Vault configuration for production high availability

This document describes BigBang recommended minimum production/operational settings. Vault is a large complicated application and has many options that cannot adequately be covered here. Vault has significant security risks if not properly configured and administrated. Please consult the upstream Vault documentation as the ultimate authority.

Disable Auto Init

BigBang developed an autoInit k8s job that initializes and unseals Vault and writes the root token and unseal keys to a k8s secret. This should only be used for development, CI pipelines, or demos. The root token and unlock keys should not be discoverable from a k8s secret. This setting should be disabled for operational deployments.

autoInit:
  enabled: false

Vault Initialization

Regardless of whether or not you configure for auto-unseal, you must first initialize Vault for a new deployment.

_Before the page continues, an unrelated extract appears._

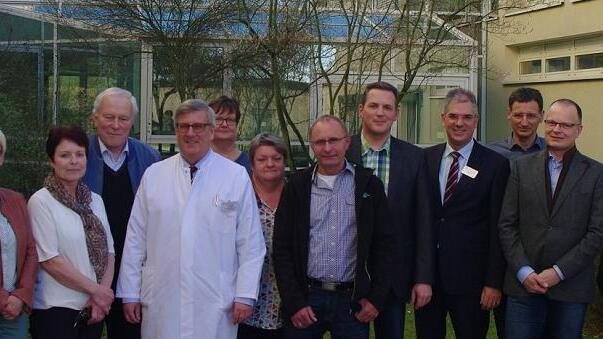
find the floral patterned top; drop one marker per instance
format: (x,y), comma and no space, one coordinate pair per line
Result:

Review the Vault init documentation for available options

Exec into one of the Vault k8s containers and run your init command:

kubectl exec -it pod/vault-vault-0 -n vault /bin/bash

vault operator init ...

Be sure to save the root token and recovery keys to a secure location, one of the two outputs will be required to continue use of the Vault Installation.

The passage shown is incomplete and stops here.